Pero ahora, con la claridad que da haber vivido una muerte horrible, veía la verdad. La envidia siempre estuvo ahí, en sus ojos, cada vez que mi abuela me enseñaba los secretos de las hierbas, cada vez que me elogiaban por mi baile flamenco. Elena siempre quiso lo que yo tenía. Y Mateo fue su herramienta perfecta para conseguirlo.
Él era ambicioso, cegado por el deseo de riqueza y estatus en el pueblo. Elena le prometió que juntos, con su baile y su carisma de charro, podrían llegar muy lejos. Mucho más lejos que con una simple bailarina de flamenco como yo.
Unos minutos después, Mateo volvió a tocar, esta vez con más fuerza.
"¡Sofía, abre! ¡Tenemos que hablar en serio!"
Abrí la puerta de nuevo, con la cara seria.
"Ya te dije todo lo que tenía que decir, Mateo."
"No puedes hacerme esto," dijo, su voz era una mezcla de súplica y amenaza. "Elena es importante para mí. Y ella es como tu hermana, deberías apoyarla."
"Deja de decir eso," lo interrumpí, mi voz cortante. "Elena no es mi hermana. Mi hermano es un mariachi errante que anda de gira, no una oportunista que se acuesta con el prometido de quien le dio de comer. No tenemos la misma sangre, y ella nunca ha sido ni será de mi familia."
Las palabras lo golpearon como una bofetada. Nunca le había hablado así. La Sofía que él conocía era dócil, ingenua, fácil de manipular. Esta nueva versión de mí lo desconcertaba y lo enfurecía.
"Te vas a arrepentir de esto, Sofía," siseó, antes de darse la vuelta y marcharse de verdad.
Lo vi irse y cerré la puerta con llave. Sabía que no se rendiría tan fácil. Tenía que asegurar el amuleto. Tenía que hacerlo mío, de una forma que nadie más pudiera usarlo.
Fui al pequeño altar que mi abuela tenía en un rincón, donde aún quedaban algunas de sus cosas. Encontré su costurero y saqué una aguja pequeña y afilada. Mis manos no temblaban.
Saqué el amuleto de debajo de mi blusa. Era una pieza de plata vieja y oscura, con grabados extraños. En el centro, tenía una pequeña hendidura, una cueva diminuta, como mi abuela la llamaba.
Respiré hondo y, sin dudar, me pinché la yema del dedo índice. Una gota de sangre, roja y brillante, brotó al instante. Apreté el dedo sobre la pequeña cueva del amuleto.
La gota de sangre cayó y fue absorbida por la plata como si fuera tierra seca.
Por un instante no pasó nada.
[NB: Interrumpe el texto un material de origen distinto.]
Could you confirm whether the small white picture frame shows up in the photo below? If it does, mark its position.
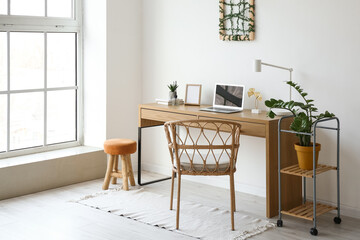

Luego, el amuleto empezó a calentarse en mi mano. Un calor agradable, reconfortante. Los grabados parecieron brillar con una luz pálida y plateada por un segundo, antes de volver a su oscuridad habitual.
Lo sentí. Una conexión. Como si una parte de mí se hubiera unido a esa pieza de metal.
Entonces lo entendí todo. En mi vida pasada, cuando Mateo me lo robó, el amuleto era solo un objeto. Nunca había hecho el ritual. Mi abuela me había dicho que lo hiciera, pero yo lo olvidé, perdida en mis sueños de amor y baile. Por eso Elena pudo usarlo, porque el amuleto no tenía dueño. Le daba un eco del poder, una pizca de gracia, pero no el verdadero "duende". El verdadero poder solo respondía a la sangre de nuestro linaje.
Ahora, el amuleto era mío. Completamente.
Me colgué el amuleto de nuevo, sintiendo su peso tibio contra mi pecho. Sentí una extraña claridad en mi mente. El cansancio que siempre arrastraba por las mañanas había desaparecido.
Fui a la cocina y tomé un vaso de agua de la jarra de barro. El agua, normalmente simple, me supo increíblemente fresca y dulce, como si bebiera de un manantial de montaña.
Luego, moví mi cuerpo. Estiré los brazos, giré el torso. Los músculos, siempre un poco adoloridos por las horas de práctica, se sentían flexibles y ligeros. No era una fuerza sobrehumana, no me había convertido en una superheroína. Pero el dolor crónico, la fatiga, habían disminuido. Era una sensación sutil pero real.
Sonreí para mis adentros. Esto era suficiente. El amuleto no me haría invencible, no resolvería mis problemas por arte de magia. Pero me daría la fuerza que necesitaba para enfrentarlos. Era una ayuda, no una solución. Y eso era exactamente lo que necesitaba para empezar mi nueva vida y mi venganza.